My sister, Cynthia, had a problem recently: She couldn’t figure out where to go to make peace with our mom. My sister is in recovery from alcohol and drug addiction, and making amends with all the people you’ve hurt, including those who have fallen out of your life, or those who’ve passed away, is a critical part of the recovery process. Our mother died when I was 17 and my sister was 15. She was cremated, and she has no gravestone, and her ashes were buried or scattered in four different spots in Massachusetts and New Hampshire. Cynthia wanted a ritual; she wanted to find an appropriate place for that ritual. But where? Three of the places where our mother’s physical remains ended up are on property that no longer belongs to our family.

“I have failed to honor her memory,” Cynthia said. “I have forgotten her birthday as well as her death day and again tried to avoid the experience of grief.” I notice the passing of our mom’s birthday every August and of her death day each November. But my problem, like my sister’s, is that I’ve never done anything about it—or never done anything about it in a way that seemed to matter, or to ease the enduring sense of loss.

One of the things I have always done is to recall the week leading up to my mother’s death, which I used to think of as one woman’s terrible Passion. (I am a Jew, but I was baptized, raised, and confirmed as an Episcopalian.) She went into the hospital for some regular tests on a Tuesday; they kept her an extra day for more tests; that became two more days, then three. The doctors had known that the breast cancer that had resulted in two separate mastectomies, plus countless rounds of chemotherapy and radiation, had been attacking her liver; that week they discovered that it had spread to her whole body. By the time we came to visit her that weekend, she was so doped up on painkillers she could barely speak. She died of a morphine-induced heart attack just past midnight on Monday, Nov. 9, 1987. One of my father’s sisters, the only person present at her death, said she arched up her torso—as if she was being electrocuted, or fighting off her killer one last time—then collapsed.
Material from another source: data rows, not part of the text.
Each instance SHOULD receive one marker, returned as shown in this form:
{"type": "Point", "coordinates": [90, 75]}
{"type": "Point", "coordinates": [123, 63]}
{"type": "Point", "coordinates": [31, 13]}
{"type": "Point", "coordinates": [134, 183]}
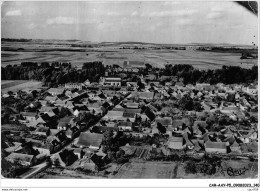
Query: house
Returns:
{"type": "Point", "coordinates": [124, 126]}
{"type": "Point", "coordinates": [199, 127]}
{"type": "Point", "coordinates": [73, 86]}
{"type": "Point", "coordinates": [114, 115]}
{"type": "Point", "coordinates": [215, 147]}
{"type": "Point", "coordinates": [132, 105]}
{"type": "Point", "coordinates": [166, 121]}
{"type": "Point", "coordinates": [56, 91]}
{"type": "Point", "coordinates": [91, 140]}
{"type": "Point", "coordinates": [64, 123]}
{"type": "Point", "coordinates": [175, 143]}
{"type": "Point", "coordinates": [79, 152]}
{"type": "Point", "coordinates": [51, 99]}
{"type": "Point", "coordinates": [71, 132]}
{"type": "Point", "coordinates": [87, 83]}
{"type": "Point", "coordinates": [133, 64]}
{"type": "Point", "coordinates": [29, 116]}
{"type": "Point", "coordinates": [129, 116]}
{"type": "Point", "coordinates": [146, 95]}
{"type": "Point", "coordinates": [110, 81]}
{"type": "Point", "coordinates": [23, 159]}
{"type": "Point", "coordinates": [251, 90]}
{"type": "Point", "coordinates": [7, 169]}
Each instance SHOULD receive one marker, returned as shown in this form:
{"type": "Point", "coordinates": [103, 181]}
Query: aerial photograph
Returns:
{"type": "Point", "coordinates": [129, 90]}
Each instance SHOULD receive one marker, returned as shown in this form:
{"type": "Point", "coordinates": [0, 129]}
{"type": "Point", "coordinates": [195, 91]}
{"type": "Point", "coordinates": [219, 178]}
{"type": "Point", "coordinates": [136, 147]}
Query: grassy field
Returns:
{"type": "Point", "coordinates": [148, 170]}
{"type": "Point", "coordinates": [175, 170]}
{"type": "Point", "coordinates": [17, 85]}
{"type": "Point", "coordinates": [111, 54]}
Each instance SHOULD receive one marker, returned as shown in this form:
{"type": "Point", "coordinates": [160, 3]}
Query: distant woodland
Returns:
{"type": "Point", "coordinates": [60, 73]}
{"type": "Point", "coordinates": [54, 73]}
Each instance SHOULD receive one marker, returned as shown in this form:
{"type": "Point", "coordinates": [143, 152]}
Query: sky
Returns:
{"type": "Point", "coordinates": [118, 21]}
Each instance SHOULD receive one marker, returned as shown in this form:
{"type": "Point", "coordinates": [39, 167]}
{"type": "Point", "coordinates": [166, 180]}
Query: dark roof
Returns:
{"type": "Point", "coordinates": [30, 114]}
{"type": "Point", "coordinates": [124, 123]}
{"type": "Point", "coordinates": [150, 114]}
{"type": "Point", "coordinates": [215, 145]}
{"type": "Point", "coordinates": [164, 121]}
{"type": "Point", "coordinates": [21, 157]}
{"type": "Point", "coordinates": [128, 115]}
{"type": "Point", "coordinates": [90, 139]}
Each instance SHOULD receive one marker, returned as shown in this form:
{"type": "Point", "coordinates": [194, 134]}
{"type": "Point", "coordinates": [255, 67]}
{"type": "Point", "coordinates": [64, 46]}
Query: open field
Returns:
{"type": "Point", "coordinates": [17, 85]}
{"type": "Point", "coordinates": [15, 53]}
{"type": "Point", "coordinates": [148, 170]}
{"type": "Point", "coordinates": [175, 170]}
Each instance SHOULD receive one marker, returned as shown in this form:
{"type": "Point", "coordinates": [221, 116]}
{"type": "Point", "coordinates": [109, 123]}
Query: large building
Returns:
{"type": "Point", "coordinates": [73, 86]}
{"type": "Point", "coordinates": [111, 81]}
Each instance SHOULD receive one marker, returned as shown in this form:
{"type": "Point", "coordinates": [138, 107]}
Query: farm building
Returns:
{"type": "Point", "coordinates": [91, 140]}
{"type": "Point", "coordinates": [215, 147]}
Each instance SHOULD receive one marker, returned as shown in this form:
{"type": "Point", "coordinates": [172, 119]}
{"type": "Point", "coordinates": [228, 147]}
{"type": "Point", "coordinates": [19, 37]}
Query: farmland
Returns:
{"type": "Point", "coordinates": [171, 170]}
{"type": "Point", "coordinates": [112, 53]}
{"type": "Point", "coordinates": [16, 85]}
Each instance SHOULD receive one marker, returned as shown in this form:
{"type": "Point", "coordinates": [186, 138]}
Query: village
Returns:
{"type": "Point", "coordinates": [99, 126]}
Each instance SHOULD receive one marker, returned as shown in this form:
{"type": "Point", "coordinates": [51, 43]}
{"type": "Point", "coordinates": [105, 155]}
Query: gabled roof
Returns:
{"type": "Point", "coordinates": [56, 90]}
{"type": "Point", "coordinates": [129, 115]}
{"type": "Point", "coordinates": [19, 156]}
{"type": "Point", "coordinates": [90, 139]}
{"type": "Point", "coordinates": [124, 123]}
{"type": "Point", "coordinates": [215, 145]}
{"type": "Point", "coordinates": [164, 121]}
{"type": "Point", "coordinates": [29, 114]}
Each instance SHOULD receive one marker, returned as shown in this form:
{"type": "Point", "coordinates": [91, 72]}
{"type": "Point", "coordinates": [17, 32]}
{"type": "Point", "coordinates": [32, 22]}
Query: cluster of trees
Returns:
{"type": "Point", "coordinates": [111, 144]}
{"type": "Point", "coordinates": [186, 103]}
{"type": "Point", "coordinates": [208, 165]}
{"type": "Point", "coordinates": [226, 75]}
{"type": "Point", "coordinates": [53, 74]}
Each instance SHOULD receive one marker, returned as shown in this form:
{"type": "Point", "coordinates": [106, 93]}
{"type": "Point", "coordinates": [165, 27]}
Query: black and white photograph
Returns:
{"type": "Point", "coordinates": [114, 90]}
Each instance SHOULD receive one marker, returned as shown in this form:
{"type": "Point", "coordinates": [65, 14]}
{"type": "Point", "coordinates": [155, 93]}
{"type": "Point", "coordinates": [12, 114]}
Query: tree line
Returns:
{"type": "Point", "coordinates": [53, 74]}
{"type": "Point", "coordinates": [226, 75]}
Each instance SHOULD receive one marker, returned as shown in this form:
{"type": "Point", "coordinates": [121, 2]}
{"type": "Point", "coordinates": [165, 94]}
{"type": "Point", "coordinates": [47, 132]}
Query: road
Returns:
{"type": "Point", "coordinates": [36, 169]}
{"type": "Point", "coordinates": [40, 167]}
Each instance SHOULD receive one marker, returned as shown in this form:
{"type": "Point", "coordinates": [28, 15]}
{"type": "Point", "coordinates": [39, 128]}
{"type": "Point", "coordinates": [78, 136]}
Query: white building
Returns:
{"type": "Point", "coordinates": [73, 86]}
{"type": "Point", "coordinates": [110, 81]}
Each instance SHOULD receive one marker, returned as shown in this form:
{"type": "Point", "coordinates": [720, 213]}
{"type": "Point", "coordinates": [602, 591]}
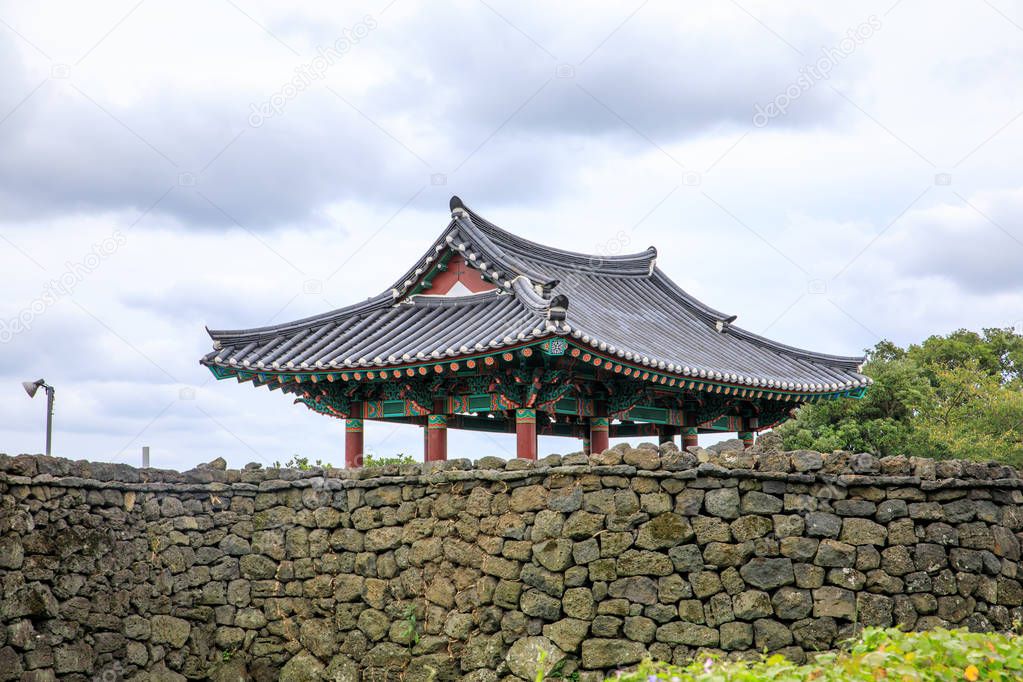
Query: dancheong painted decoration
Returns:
{"type": "Point", "coordinates": [490, 331]}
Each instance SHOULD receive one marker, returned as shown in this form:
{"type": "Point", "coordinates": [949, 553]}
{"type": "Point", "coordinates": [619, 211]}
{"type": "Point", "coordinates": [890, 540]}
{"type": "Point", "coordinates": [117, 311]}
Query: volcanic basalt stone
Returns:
{"type": "Point", "coordinates": [722, 503]}
{"type": "Point", "coordinates": [767, 574]}
{"type": "Point", "coordinates": [313, 574]}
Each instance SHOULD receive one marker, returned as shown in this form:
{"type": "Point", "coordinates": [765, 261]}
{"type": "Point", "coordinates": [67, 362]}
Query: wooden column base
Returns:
{"type": "Point", "coordinates": [598, 437]}
{"type": "Point", "coordinates": [436, 439]}
{"type": "Point", "coordinates": [353, 443]}
{"type": "Point", "coordinates": [525, 428]}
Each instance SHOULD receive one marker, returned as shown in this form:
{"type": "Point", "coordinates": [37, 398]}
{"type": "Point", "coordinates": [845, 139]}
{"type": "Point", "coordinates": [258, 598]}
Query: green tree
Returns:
{"type": "Point", "coordinates": [957, 396]}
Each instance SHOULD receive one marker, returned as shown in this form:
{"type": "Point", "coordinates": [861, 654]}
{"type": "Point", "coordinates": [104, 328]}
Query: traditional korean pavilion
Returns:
{"type": "Point", "coordinates": [490, 331]}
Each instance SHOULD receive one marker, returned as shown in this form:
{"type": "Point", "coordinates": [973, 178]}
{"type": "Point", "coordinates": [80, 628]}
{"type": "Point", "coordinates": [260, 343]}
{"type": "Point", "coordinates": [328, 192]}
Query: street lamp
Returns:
{"type": "Point", "coordinates": [31, 388]}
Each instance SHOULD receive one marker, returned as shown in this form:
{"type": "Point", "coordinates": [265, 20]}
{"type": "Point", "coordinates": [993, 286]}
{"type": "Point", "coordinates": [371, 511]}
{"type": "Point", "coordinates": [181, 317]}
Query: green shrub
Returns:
{"type": "Point", "coordinates": [878, 654]}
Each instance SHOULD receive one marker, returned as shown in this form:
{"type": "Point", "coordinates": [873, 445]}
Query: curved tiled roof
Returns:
{"type": "Point", "coordinates": [621, 306]}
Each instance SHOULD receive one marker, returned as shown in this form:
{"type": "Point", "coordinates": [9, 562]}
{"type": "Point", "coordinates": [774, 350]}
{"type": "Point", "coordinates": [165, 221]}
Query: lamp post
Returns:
{"type": "Point", "coordinates": [31, 388]}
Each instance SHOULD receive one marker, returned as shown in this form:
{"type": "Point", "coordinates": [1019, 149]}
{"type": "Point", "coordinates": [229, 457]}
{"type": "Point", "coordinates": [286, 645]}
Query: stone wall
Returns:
{"type": "Point", "coordinates": [469, 571]}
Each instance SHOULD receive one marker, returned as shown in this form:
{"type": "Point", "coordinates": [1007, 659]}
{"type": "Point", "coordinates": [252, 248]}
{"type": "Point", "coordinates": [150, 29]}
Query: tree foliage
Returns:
{"type": "Point", "coordinates": [959, 396]}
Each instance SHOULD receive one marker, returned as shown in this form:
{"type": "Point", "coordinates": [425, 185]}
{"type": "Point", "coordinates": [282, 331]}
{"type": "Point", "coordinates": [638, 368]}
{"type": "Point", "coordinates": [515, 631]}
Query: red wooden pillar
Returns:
{"type": "Point", "coordinates": [598, 434]}
{"type": "Point", "coordinates": [353, 443]}
{"type": "Point", "coordinates": [436, 438]}
{"type": "Point", "coordinates": [525, 429]}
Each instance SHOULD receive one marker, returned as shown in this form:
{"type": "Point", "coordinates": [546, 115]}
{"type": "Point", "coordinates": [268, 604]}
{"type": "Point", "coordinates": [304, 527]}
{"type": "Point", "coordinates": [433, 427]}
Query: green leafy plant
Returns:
{"type": "Point", "coordinates": [400, 459]}
{"type": "Point", "coordinates": [937, 655]}
{"type": "Point", "coordinates": [302, 463]}
{"type": "Point", "coordinates": [958, 396]}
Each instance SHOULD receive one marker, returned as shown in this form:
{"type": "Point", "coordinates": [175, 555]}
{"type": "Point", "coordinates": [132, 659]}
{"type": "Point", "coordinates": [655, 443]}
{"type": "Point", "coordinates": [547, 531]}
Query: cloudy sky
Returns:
{"type": "Point", "coordinates": [833, 173]}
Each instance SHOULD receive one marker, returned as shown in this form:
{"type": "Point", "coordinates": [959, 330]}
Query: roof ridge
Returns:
{"type": "Point", "coordinates": [639, 261]}
{"type": "Point", "coordinates": [379, 302]}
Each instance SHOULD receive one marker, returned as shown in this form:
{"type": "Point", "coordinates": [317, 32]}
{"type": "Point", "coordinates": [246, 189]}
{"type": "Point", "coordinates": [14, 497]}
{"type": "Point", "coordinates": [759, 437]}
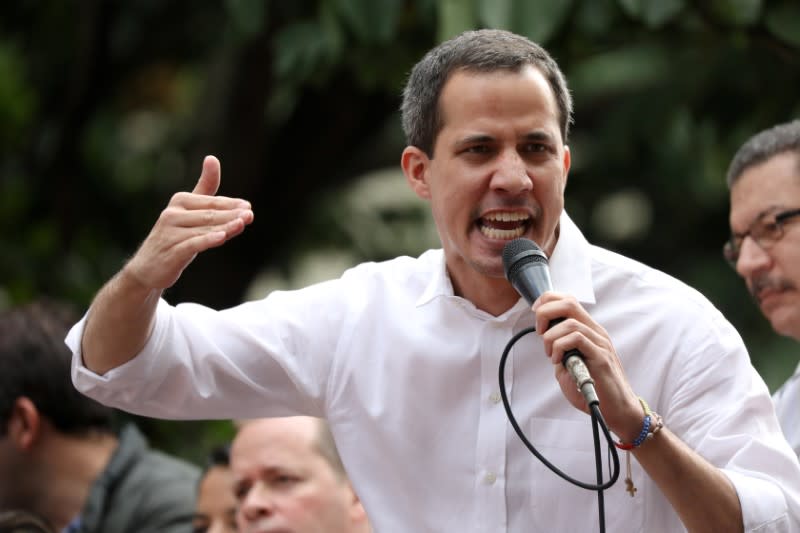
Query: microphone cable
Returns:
{"type": "Point", "coordinates": [597, 420]}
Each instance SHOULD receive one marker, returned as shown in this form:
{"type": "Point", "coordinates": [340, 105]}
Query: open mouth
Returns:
{"type": "Point", "coordinates": [504, 225]}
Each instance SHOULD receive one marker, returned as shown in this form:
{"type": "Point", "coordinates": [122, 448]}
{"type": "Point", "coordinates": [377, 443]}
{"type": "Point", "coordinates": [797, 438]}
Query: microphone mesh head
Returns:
{"type": "Point", "coordinates": [519, 253]}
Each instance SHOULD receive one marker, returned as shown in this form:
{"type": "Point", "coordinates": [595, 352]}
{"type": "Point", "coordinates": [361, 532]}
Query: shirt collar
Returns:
{"type": "Point", "coordinates": [570, 267]}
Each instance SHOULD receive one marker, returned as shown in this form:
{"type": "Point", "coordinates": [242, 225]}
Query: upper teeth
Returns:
{"type": "Point", "coordinates": [506, 216]}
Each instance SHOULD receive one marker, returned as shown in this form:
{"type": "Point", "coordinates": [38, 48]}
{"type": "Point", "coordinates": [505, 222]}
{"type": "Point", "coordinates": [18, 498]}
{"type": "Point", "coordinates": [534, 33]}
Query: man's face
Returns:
{"type": "Point", "coordinates": [498, 171]}
{"type": "Point", "coordinates": [772, 276]}
{"type": "Point", "coordinates": [283, 484]}
{"type": "Point", "coordinates": [216, 505]}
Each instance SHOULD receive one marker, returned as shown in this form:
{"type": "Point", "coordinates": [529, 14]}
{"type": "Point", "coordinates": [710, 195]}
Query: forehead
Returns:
{"type": "Point", "coordinates": [272, 443]}
{"type": "Point", "coordinates": [470, 98]}
{"type": "Point", "coordinates": [774, 183]}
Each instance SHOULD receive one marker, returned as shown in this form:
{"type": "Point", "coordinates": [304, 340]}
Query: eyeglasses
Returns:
{"type": "Point", "coordinates": [764, 231]}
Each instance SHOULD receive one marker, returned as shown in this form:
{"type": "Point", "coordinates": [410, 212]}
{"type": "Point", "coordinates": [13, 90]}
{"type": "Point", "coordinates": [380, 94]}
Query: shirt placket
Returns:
{"type": "Point", "coordinates": [490, 467]}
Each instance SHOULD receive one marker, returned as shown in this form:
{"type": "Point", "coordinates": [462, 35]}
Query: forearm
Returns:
{"type": "Point", "coordinates": [700, 493]}
{"type": "Point", "coordinates": [119, 322]}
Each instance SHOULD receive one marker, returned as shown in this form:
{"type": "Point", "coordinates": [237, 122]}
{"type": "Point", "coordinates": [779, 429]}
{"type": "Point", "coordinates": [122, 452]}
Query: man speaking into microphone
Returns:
{"type": "Point", "coordinates": [401, 357]}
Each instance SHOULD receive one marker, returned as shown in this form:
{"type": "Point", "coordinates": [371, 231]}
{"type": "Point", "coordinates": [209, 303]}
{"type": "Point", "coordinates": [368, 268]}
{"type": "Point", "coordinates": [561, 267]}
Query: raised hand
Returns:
{"type": "Point", "coordinates": [191, 223]}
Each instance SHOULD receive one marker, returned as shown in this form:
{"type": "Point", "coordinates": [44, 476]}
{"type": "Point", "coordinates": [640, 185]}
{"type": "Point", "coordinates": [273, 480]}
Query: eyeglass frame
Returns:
{"type": "Point", "coordinates": [765, 235]}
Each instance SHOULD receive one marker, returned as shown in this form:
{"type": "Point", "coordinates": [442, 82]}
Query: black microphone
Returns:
{"type": "Point", "coordinates": [526, 268]}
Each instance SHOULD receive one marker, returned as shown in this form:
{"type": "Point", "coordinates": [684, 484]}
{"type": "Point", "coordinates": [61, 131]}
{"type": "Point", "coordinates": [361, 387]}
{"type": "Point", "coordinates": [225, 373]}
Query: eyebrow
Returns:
{"type": "Point", "coordinates": [485, 138]}
{"type": "Point", "coordinates": [758, 218]}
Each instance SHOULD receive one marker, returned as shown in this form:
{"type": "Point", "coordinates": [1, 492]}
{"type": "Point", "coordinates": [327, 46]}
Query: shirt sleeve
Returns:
{"type": "Point", "coordinates": [263, 358]}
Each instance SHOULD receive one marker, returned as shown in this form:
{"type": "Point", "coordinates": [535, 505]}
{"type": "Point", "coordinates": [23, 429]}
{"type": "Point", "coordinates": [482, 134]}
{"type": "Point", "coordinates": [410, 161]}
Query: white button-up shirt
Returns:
{"type": "Point", "coordinates": [406, 373]}
{"type": "Point", "coordinates": [787, 406]}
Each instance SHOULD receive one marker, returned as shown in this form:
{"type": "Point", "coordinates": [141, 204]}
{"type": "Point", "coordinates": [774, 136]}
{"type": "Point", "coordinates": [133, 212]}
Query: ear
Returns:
{"type": "Point", "coordinates": [415, 164]}
{"type": "Point", "coordinates": [24, 424]}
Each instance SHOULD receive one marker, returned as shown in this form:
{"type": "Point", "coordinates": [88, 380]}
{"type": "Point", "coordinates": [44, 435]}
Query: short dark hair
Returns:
{"type": "Point", "coordinates": [473, 51]}
{"type": "Point", "coordinates": [35, 363]}
{"type": "Point", "coordinates": [763, 146]}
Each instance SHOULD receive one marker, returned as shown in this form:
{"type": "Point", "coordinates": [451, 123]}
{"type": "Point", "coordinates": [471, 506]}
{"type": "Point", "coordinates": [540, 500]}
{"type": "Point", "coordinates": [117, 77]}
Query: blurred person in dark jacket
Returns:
{"type": "Point", "coordinates": [215, 511]}
{"type": "Point", "coordinates": [764, 247]}
{"type": "Point", "coordinates": [59, 456]}
{"type": "Point", "coordinates": [18, 521]}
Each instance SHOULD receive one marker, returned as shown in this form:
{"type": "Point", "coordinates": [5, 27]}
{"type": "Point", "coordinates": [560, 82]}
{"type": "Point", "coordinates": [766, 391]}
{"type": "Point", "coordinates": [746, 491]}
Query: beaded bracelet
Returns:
{"type": "Point", "coordinates": [652, 424]}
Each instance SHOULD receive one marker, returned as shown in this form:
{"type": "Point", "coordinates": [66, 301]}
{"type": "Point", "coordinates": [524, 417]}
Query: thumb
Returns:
{"type": "Point", "coordinates": [208, 184]}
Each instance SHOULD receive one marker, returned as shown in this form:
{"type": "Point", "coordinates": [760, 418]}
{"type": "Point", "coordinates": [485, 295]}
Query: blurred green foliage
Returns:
{"type": "Point", "coordinates": [106, 108]}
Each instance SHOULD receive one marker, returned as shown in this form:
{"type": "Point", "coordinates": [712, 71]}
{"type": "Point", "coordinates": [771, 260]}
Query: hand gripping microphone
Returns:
{"type": "Point", "coordinates": [526, 268]}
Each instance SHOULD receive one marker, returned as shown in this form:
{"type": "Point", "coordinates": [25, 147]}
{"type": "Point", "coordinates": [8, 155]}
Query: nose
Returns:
{"type": "Point", "coordinates": [752, 258]}
{"type": "Point", "coordinates": [511, 174]}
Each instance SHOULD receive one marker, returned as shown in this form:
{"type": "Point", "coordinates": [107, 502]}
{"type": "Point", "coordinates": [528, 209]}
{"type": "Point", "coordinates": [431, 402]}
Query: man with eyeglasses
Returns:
{"type": "Point", "coordinates": [764, 248]}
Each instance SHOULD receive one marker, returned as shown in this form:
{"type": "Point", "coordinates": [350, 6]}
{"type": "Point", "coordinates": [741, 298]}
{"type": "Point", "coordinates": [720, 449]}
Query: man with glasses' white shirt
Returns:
{"type": "Point", "coordinates": [764, 248]}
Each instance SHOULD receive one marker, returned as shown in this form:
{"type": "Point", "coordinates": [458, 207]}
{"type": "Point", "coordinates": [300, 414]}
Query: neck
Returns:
{"type": "Point", "coordinates": [494, 296]}
{"type": "Point", "coordinates": [71, 464]}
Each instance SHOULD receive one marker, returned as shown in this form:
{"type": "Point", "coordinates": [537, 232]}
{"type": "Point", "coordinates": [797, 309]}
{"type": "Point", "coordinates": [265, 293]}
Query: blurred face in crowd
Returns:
{"type": "Point", "coordinates": [772, 275]}
{"type": "Point", "coordinates": [498, 170]}
{"type": "Point", "coordinates": [216, 504]}
{"type": "Point", "coordinates": [284, 484]}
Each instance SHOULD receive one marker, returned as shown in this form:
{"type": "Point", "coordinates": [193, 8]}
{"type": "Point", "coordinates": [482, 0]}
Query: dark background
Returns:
{"type": "Point", "coordinates": [107, 107]}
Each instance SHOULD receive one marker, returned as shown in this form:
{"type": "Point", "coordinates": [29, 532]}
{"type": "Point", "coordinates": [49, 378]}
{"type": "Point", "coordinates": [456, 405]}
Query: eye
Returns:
{"type": "Point", "coordinates": [284, 479]}
{"type": "Point", "coordinates": [478, 149]}
{"type": "Point", "coordinates": [240, 490]}
{"type": "Point", "coordinates": [769, 230]}
{"type": "Point", "coordinates": [534, 147]}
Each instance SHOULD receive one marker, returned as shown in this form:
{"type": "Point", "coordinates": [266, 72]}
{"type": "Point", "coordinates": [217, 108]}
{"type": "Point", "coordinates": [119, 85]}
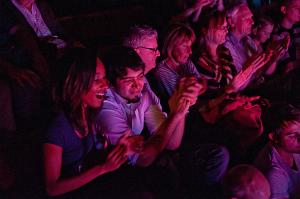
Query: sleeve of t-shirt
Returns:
{"type": "Point", "coordinates": [192, 69]}
{"type": "Point", "coordinates": [279, 183]}
{"type": "Point", "coordinates": [166, 80]}
{"type": "Point", "coordinates": [113, 121]}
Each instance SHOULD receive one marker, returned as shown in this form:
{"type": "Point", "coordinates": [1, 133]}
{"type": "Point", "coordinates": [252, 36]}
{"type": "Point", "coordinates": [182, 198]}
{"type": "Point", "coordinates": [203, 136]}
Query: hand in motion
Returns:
{"type": "Point", "coordinates": [241, 80]}
{"type": "Point", "coordinates": [133, 143]}
{"type": "Point", "coordinates": [23, 77]}
{"type": "Point", "coordinates": [186, 95]}
{"type": "Point", "coordinates": [115, 158]}
{"type": "Point", "coordinates": [238, 101]}
{"type": "Point", "coordinates": [190, 88]}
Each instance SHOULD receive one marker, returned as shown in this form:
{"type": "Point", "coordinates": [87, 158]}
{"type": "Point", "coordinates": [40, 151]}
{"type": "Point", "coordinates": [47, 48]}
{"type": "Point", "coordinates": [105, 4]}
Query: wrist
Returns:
{"type": "Point", "coordinates": [177, 115]}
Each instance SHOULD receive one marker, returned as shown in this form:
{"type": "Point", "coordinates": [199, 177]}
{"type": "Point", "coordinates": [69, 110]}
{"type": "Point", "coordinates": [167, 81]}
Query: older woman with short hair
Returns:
{"type": "Point", "coordinates": [177, 49]}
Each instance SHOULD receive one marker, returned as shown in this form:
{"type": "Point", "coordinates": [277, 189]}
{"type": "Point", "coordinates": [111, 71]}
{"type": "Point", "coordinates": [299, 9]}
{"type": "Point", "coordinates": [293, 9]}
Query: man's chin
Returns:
{"type": "Point", "coordinates": [134, 100]}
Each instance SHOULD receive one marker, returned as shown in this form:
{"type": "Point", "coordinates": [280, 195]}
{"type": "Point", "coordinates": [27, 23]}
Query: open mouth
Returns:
{"type": "Point", "coordinates": [100, 96]}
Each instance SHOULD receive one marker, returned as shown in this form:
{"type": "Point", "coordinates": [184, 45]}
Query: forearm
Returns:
{"type": "Point", "coordinates": [5, 66]}
{"type": "Point", "coordinates": [62, 186]}
{"type": "Point", "coordinates": [158, 142]}
{"type": "Point", "coordinates": [176, 137]}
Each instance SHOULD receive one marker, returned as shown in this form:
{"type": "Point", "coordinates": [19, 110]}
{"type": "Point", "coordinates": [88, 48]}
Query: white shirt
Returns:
{"type": "Point", "coordinates": [117, 116]}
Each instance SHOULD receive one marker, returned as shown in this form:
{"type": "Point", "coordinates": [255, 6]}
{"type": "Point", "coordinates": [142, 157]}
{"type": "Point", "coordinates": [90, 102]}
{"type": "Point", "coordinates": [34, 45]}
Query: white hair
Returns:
{"type": "Point", "coordinates": [137, 35]}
When I still lived in Andover, Mass., the town where I grew up, there were a few late nights when I ran through this awful timeline in the graveyard behind the church we’d belonged to. There was a dead patch of earth near the church, right where the graveyard started, that seemed like it had to be the spot where we’d dug a hole right after her funeral and spaded in a portion of her ashes. This was spontaneous, improvised mourning, which, in its way, is as important as ritual and ritualized prayer.

But sometimes, without ritual and ritualized prayer, the grief never completely has a place to go—and like a cancer, it can metastasize, taking over your whole life.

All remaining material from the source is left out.